Od strony nostalgii gra w cyfrze dla mnie jest tym samym co dowolny program uzytkowy sciagniety z neta. Moze to kwestia czasow, w ktorych dorastalem, ale otrzymanie czy kupno boxa z gra to byla gwiazdka za kazdym razem. Nawet jesli akurat byl czerwiec. Budowanie kolekcji tez bylo ciekawym hobby. Myslalem, ze kazdy gracz tak robi ale potem dowiedzialem sie o inposciarzach. No ale to inny temat. Nigdy wirtualna polka z jpgami nie bedzie miala dla mnie tyle bagazu emocjonalnego co polka z plastikiem.
W pudelkach juz nie ma instrukcji bo te przerzucono do samych gier. Wolalbym jednak troche papieru w srodku a na ekranach ladowania ogladac konceptarty zamiast dubli opisow przedmiotow, czy porad w stylu nacisnij R1 zeby rzucic granat. A moze wlasnie paroma kartkami z grafikami z gy zastapic braki manuala?
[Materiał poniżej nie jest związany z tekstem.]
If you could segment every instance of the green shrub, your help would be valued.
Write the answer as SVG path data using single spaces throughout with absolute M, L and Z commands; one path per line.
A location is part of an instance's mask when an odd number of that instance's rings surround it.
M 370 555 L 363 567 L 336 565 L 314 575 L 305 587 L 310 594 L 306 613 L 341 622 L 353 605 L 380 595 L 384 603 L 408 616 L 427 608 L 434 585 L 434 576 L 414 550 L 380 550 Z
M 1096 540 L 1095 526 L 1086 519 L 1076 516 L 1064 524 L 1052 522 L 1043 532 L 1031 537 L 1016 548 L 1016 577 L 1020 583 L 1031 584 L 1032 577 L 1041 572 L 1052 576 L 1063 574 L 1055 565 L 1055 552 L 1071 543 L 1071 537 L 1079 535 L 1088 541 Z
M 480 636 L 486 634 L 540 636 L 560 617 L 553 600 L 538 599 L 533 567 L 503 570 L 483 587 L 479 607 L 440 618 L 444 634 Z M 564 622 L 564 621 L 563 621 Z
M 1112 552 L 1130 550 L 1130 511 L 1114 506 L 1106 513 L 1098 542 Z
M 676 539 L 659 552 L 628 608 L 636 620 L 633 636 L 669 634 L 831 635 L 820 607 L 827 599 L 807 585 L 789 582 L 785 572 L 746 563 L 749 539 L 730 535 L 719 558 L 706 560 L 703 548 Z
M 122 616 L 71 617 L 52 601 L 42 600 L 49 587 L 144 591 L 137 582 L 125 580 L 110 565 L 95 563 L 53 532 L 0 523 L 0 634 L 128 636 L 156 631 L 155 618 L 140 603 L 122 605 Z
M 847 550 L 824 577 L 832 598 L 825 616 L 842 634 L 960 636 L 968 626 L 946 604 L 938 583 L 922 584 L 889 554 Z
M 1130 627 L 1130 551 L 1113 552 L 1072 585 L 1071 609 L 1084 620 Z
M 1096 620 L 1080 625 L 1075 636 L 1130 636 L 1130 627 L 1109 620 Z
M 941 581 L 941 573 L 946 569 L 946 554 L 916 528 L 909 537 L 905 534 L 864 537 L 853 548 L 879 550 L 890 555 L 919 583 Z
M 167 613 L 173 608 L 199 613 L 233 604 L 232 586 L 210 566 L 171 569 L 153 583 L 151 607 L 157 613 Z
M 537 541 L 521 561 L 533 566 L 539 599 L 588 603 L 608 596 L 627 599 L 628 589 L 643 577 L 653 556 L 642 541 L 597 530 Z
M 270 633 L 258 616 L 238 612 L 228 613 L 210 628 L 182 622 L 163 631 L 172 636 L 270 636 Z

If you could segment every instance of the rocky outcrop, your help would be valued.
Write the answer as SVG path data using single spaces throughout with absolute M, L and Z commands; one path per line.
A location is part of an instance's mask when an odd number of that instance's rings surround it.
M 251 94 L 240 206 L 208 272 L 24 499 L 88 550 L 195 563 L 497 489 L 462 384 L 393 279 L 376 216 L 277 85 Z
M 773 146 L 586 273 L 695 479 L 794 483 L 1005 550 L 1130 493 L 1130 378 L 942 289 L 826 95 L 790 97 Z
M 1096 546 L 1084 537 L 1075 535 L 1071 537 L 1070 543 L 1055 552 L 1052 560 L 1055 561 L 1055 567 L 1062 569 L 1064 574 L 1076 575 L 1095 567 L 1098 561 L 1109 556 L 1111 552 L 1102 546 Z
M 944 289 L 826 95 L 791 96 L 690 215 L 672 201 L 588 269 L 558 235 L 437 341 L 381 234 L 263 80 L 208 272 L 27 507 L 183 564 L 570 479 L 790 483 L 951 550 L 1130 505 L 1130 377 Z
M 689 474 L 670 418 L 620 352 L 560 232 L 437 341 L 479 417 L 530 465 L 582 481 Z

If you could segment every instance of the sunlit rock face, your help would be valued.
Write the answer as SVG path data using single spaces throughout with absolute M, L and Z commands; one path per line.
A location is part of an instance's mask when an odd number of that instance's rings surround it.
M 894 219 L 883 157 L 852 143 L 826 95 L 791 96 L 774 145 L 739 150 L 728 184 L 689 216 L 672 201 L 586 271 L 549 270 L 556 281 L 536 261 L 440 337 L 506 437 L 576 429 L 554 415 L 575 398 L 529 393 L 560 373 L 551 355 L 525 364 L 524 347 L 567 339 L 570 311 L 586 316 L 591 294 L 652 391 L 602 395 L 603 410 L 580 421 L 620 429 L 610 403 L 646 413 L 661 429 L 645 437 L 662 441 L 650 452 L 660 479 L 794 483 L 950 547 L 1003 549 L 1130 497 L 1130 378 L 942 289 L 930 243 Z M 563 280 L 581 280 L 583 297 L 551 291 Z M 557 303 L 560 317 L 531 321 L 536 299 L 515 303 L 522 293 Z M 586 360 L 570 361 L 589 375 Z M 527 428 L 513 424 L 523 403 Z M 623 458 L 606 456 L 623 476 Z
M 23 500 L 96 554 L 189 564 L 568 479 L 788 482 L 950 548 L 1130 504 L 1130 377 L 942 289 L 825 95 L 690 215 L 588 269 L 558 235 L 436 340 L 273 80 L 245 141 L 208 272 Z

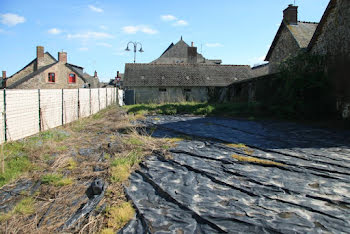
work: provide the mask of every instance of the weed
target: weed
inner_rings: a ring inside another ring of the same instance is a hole
[[[5,161],[5,173],[0,173],[0,187],[31,169],[27,156],[10,156]]]
[[[56,187],[70,185],[73,183],[73,180],[71,178],[63,178],[61,174],[46,174],[41,177],[41,182],[43,184],[50,184]]]
[[[232,158],[237,159],[238,161],[242,162],[251,162],[251,163],[257,163],[257,164],[264,164],[264,165],[275,165],[275,166],[285,166],[285,164],[270,161],[270,160],[265,160],[265,159],[260,159],[260,158],[255,158],[251,156],[241,156],[237,154],[233,154]]]
[[[69,158],[66,168],[68,170],[74,170],[77,168],[77,162],[73,158]]]
[[[118,230],[132,219],[134,214],[134,208],[129,202],[123,202],[119,206],[113,206],[108,212],[108,227]]]
[[[0,214],[0,222],[10,219],[13,215],[29,215],[34,213],[34,200],[32,197],[23,198],[19,201],[12,211],[6,214]]]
Na pewno by sie dalo gdyby byla wola wyawcow. Ale tej nie bedzie bo lepiej trzymac smycz niz byc na niej prowadzanym. Jeszcze ktos by sprzedal czy pozyczyl swoja kopie a to juz w slupkach wyglada gorzej.
Jedno z moich lepszych wspomnien jako gracza to gdy kumpel przyszedl z pozyczonym () oryginalem C&C ktore zmiatalo kazdego pirata. A tak poniekad widze cyfre, jak cos sciagnietego z neta. Jak jakis 7zip czy film z zatoki.